Bab 6

335 25 1
                                    

Merry sedang berdiri di salah satu balkon rumah keluarga Mahendra. Dia menyaksikan bagaimana Dirga menampar Renata.

Tidak hanya menyaksikan, Merry juga merekam adegan itu dengan ponselnya. Dan sekarang, dia sedang mengirimkan video itu kepada Danar.

*****

BRAK!!

Renata membanting pintu kamarnya dengan keras. Dirga sangat keterlaluan, baru sekarang Renata merasa sangat membenci pria itu.

Selama ini dia sudah merasa Dirga menyebalkan, tapi semuanya masih bisa dia tahan. Tapi menamparnya?

"Ini KDRT!" Renata mengeram marah.

Baru saja dia senang karena sosok Daniel sepertinya bisa menjadi temannya walaupun kelakuannya absurb. Ternyata Dirga malah menghancurkan harapannya seperti ini.

Lain kali Renata tidak akan susah - susah membantu budak cintanya Irena itu. Mau dia berubah jadi alien pun, Renata bertekad tidak akan peduli lagi jika kepribadian lain Dirga menolak untuk kerja atau melakukan hal tidak bertanggungjawab lainnya. Awas saja kalau Putra sampai minta bantuannya lagi!

Karena kesal, Renata segera membaringkan dirinya di ranjang usai membersihkan diri. Padahal masih jam tujuh malam, tapi dia tidak ingin melakukan apapun rasanya.

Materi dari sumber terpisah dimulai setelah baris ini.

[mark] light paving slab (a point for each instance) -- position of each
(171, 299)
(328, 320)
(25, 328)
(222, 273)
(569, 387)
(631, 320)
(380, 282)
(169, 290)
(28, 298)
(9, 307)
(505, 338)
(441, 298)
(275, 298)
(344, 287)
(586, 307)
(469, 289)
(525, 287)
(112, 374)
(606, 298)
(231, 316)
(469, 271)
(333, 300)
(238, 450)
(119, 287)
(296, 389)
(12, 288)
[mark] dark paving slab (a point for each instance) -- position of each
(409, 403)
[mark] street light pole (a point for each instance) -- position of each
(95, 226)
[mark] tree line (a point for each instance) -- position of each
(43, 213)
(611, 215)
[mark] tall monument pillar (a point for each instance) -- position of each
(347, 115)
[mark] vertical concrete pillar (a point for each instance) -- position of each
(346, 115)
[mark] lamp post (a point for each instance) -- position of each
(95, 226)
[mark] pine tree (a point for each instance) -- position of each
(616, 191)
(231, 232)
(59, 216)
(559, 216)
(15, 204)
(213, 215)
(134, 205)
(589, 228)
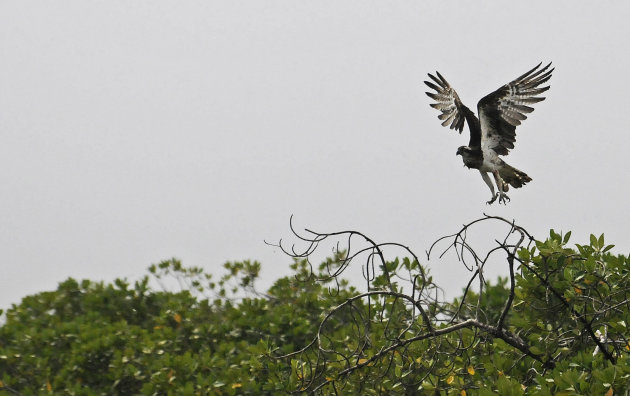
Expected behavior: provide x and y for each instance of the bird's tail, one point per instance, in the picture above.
(514, 177)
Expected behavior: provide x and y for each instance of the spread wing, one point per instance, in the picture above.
(453, 111)
(503, 110)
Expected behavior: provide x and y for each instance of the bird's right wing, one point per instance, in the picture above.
(453, 111)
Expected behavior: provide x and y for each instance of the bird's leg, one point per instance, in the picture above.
(486, 178)
(503, 198)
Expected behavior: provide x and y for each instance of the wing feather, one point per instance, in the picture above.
(453, 113)
(504, 109)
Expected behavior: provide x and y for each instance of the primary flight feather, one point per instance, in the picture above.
(494, 132)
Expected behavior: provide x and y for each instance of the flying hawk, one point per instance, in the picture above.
(493, 133)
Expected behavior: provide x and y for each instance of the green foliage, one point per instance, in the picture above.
(225, 337)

Tak lama, suara langkah kaki Dirga terdengar. Renata pura - pura tidur.

CEKLEK!

Pintu dibuka dan ditutup pelan. Dirga seperti tidak terganggu sama sekali oleh keberadaan Renata. Pria itu melakukan rutinitasnya seperti biasa, mandi dan mengganti baju.

"Nggak usah pura - pura tidur! Mata kamu gerak - gerak walaupun terpejam," sindir Dirga.

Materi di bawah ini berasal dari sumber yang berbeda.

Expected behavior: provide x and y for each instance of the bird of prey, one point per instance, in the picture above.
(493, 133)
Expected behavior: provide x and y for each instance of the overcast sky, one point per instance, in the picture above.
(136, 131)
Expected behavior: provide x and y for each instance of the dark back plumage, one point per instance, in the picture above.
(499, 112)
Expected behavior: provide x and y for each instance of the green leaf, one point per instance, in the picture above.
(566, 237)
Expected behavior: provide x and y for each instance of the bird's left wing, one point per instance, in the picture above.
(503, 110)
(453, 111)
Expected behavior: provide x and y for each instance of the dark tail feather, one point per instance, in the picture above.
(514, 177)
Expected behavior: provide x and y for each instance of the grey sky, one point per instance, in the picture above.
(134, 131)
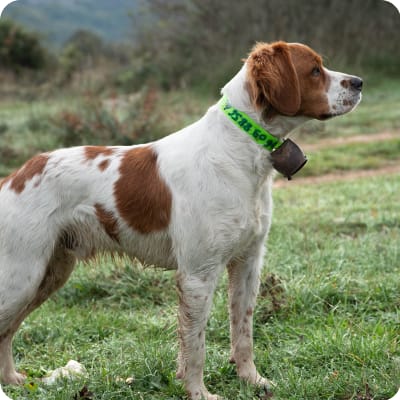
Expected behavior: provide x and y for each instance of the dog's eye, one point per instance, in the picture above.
(316, 71)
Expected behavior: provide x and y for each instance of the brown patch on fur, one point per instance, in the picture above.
(272, 78)
(313, 89)
(281, 80)
(91, 152)
(345, 83)
(34, 166)
(108, 221)
(104, 165)
(143, 199)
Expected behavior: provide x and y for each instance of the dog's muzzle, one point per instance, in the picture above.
(288, 158)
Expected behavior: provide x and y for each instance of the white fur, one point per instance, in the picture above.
(220, 182)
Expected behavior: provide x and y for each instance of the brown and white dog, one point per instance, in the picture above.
(198, 201)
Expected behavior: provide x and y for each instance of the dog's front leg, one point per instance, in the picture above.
(195, 299)
(244, 282)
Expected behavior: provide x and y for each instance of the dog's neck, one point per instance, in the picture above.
(237, 92)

Renata sontak membuka matanya lalu melirik Dirga dengan tajam.

Dirga mengambil sesuatu di kotak obat lalu menghampiri renata. Renata mengernyitkan dahinya saat melihat pria itu mendekat dengan sebuah salep di tangannya.

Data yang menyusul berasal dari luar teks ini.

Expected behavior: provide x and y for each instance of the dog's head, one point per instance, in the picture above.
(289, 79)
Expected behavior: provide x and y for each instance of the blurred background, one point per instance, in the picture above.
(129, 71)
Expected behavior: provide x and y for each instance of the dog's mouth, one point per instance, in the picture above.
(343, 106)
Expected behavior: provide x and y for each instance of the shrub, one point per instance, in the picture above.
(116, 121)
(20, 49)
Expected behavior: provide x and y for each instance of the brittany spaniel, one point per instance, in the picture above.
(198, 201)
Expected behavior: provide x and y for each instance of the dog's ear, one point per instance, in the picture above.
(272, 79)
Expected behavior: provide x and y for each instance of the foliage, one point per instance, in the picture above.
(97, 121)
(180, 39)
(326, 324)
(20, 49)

"Mana pipinya, lihat! Sakit?"

Renata menepis tangan Dirga yang hendak menyentuh pipinya.

"Mana lihat, Renata!"

"Buat apa sih?" Renata menelangkup kedua pipinya sendiri lalu duduk masih dengan tatapan bencinya kepada Dirga.

"Tadi nampar, sekarang mau sok baik kasih obat. Nggak usah!"

Dirga menghela nafasnya. "Ya sudah."

Tanpa berusaha membujuk Renata lagi, Dirga kembali bangkit dan mengembalikan salepnya. Renata diam - diam mencibir. Dia juga tidak butuh obat. Lagipula tamparan Dirga tidak terlalu sakit. Tapi sakit hatinya lah yang lebih parah.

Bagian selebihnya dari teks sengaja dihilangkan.